SALT LAKE CITY -- If Mazda wants to break from the rest of the Japanese automotive pack, it has made a dynamic move with a showroom design unveiled here last week.
A riot of blaring orange, vibrant green and electric purple, the new Mazda dealership is miles from the conservative grays and whites of most showrooms.
"We wanted something that stood out, something that matched our idea that Mazda is fast, fun and cool," said Charlie Hughes, president of Mazda North American Operations.
Bountiful Mazda, nestled hard against the mountains north of Salt Lake City, is the first Mazda dealership to embrace the design.
The 19,000-square-foot store sits on slightly more than two acres of land. The building and land cost about $2.3 million, not counting the capitalization for the dealership, said dealer principal Michael MacDonald.
Bountiful's showroom is the premier store in Mazda's effort to upgrade the franchise from its second-tier status.
Mazda dealers could use the boost. Mazda sold 258,213 vehicles in 2002, a 4.2 percent decline from the previous year.
The showroom was planned by Design Forum of Dayton, Ohio, although dealers are allowed to tinker with the blueprints. In Bountiful's case, the layout was flip-flopped to account for the slope of the surrounding land.

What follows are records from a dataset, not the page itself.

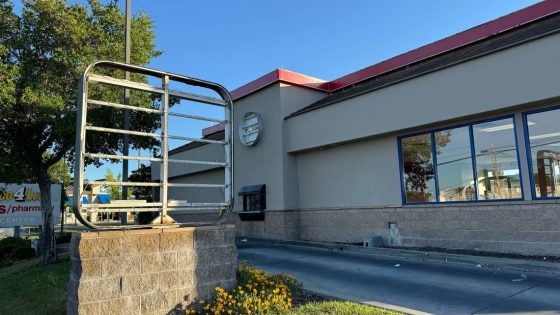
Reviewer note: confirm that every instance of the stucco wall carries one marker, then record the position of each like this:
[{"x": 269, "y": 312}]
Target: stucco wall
[
  {"x": 526, "y": 228},
  {"x": 357, "y": 174},
  {"x": 519, "y": 75}
]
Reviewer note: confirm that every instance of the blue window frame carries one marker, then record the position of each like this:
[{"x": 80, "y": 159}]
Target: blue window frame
[
  {"x": 542, "y": 142},
  {"x": 471, "y": 162}
]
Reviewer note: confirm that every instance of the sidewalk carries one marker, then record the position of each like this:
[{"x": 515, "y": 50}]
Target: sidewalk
[{"x": 411, "y": 281}]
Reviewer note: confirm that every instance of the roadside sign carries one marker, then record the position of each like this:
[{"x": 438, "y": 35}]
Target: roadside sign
[{"x": 21, "y": 204}]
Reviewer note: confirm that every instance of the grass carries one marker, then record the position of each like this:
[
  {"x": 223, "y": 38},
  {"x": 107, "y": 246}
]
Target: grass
[
  {"x": 338, "y": 308},
  {"x": 28, "y": 288}
]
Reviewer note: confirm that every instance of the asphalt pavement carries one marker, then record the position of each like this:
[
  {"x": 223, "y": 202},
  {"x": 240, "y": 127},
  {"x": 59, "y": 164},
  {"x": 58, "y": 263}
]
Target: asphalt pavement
[{"x": 410, "y": 286}]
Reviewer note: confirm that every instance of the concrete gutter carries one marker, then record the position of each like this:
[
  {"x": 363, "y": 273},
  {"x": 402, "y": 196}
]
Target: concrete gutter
[{"x": 523, "y": 265}]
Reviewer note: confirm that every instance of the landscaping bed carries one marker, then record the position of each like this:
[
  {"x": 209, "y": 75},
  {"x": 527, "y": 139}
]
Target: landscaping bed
[{"x": 33, "y": 289}]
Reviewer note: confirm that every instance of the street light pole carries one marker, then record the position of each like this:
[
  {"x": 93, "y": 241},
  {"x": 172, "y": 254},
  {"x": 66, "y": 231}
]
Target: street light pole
[{"x": 123, "y": 215}]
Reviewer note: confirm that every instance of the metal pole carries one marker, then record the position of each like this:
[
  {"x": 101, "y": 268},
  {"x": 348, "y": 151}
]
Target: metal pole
[
  {"x": 124, "y": 215},
  {"x": 164, "y": 149}
]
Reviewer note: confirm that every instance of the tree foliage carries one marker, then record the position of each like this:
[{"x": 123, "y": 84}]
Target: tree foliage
[
  {"x": 42, "y": 55},
  {"x": 114, "y": 191},
  {"x": 142, "y": 174}
]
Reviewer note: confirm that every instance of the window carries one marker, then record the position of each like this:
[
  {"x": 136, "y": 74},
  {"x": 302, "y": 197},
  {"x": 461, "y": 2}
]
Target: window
[
  {"x": 418, "y": 168},
  {"x": 496, "y": 160},
  {"x": 472, "y": 163},
  {"x": 454, "y": 165},
  {"x": 543, "y": 131}
]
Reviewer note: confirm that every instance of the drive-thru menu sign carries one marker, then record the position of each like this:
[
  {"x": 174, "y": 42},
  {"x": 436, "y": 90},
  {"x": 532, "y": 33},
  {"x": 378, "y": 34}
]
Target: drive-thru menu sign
[{"x": 21, "y": 204}]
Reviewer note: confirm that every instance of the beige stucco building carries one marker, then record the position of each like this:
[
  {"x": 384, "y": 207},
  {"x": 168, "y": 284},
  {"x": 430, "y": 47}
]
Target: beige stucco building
[{"x": 453, "y": 145}]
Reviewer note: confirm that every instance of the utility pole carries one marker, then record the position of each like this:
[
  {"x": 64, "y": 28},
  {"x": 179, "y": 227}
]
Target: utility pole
[{"x": 124, "y": 215}]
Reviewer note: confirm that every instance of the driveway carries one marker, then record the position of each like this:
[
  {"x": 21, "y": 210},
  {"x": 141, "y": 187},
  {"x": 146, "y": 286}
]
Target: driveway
[{"x": 410, "y": 286}]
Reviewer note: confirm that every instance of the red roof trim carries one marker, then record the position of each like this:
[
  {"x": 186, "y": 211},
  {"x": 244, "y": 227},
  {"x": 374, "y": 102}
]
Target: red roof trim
[
  {"x": 469, "y": 36},
  {"x": 278, "y": 75},
  {"x": 502, "y": 24}
]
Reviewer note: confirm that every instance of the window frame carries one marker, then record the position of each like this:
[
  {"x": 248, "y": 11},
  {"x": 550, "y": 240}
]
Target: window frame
[
  {"x": 470, "y": 125},
  {"x": 528, "y": 152}
]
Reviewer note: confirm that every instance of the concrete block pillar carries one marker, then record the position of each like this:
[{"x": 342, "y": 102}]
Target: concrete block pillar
[{"x": 149, "y": 271}]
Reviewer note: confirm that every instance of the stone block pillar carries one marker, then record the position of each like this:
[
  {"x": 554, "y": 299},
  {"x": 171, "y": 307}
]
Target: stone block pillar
[{"x": 149, "y": 271}]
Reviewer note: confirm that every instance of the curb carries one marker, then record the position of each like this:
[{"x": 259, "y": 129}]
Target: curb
[{"x": 421, "y": 256}]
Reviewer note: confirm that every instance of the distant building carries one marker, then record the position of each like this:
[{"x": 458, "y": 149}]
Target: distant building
[{"x": 455, "y": 144}]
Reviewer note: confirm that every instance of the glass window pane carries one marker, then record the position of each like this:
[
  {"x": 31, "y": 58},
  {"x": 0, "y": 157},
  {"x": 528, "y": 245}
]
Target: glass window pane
[
  {"x": 496, "y": 160},
  {"x": 454, "y": 165},
  {"x": 418, "y": 169},
  {"x": 544, "y": 140}
]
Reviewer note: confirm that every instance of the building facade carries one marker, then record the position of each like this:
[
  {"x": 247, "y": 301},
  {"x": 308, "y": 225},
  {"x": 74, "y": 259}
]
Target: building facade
[{"x": 453, "y": 145}]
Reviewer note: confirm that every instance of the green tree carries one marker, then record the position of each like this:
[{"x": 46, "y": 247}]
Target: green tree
[
  {"x": 42, "y": 55},
  {"x": 114, "y": 191},
  {"x": 143, "y": 174}
]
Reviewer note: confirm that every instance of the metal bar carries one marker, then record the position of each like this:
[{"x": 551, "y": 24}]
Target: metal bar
[
  {"x": 123, "y": 205},
  {"x": 201, "y": 204},
  {"x": 125, "y": 210},
  {"x": 197, "y": 162},
  {"x": 196, "y": 117},
  {"x": 121, "y": 157},
  {"x": 228, "y": 157},
  {"x": 197, "y": 98},
  {"x": 164, "y": 147},
  {"x": 80, "y": 147},
  {"x": 194, "y": 208},
  {"x": 196, "y": 185},
  {"x": 122, "y": 106},
  {"x": 197, "y": 140},
  {"x": 138, "y": 184},
  {"x": 126, "y": 139},
  {"x": 144, "y": 158},
  {"x": 186, "y": 203},
  {"x": 124, "y": 83},
  {"x": 121, "y": 131}
]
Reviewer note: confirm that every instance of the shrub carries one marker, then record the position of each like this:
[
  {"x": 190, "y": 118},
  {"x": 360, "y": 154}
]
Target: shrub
[
  {"x": 257, "y": 293},
  {"x": 21, "y": 253}
]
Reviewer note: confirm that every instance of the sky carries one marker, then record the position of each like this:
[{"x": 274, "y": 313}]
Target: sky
[{"x": 236, "y": 41}]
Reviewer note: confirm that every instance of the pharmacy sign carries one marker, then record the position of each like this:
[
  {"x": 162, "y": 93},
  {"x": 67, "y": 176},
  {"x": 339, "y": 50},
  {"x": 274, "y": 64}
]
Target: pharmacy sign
[{"x": 20, "y": 204}]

So far, only 20 of Mazda's 700 dealers are building the new showroom, said Jim Hoostal, Mazda director of dealer development. Hoostal thinks the arrival of new products such as the Mazda6, Mazda3 and RX-8 sports car will persuade dealers to change their showrooms without his having to resort to arm-twisting.
The automaker isn't pushing the concept hard. Hoostal declined to say what its targeted number of redesigned dealerships is, nor would he give details of Mazda's financial support program.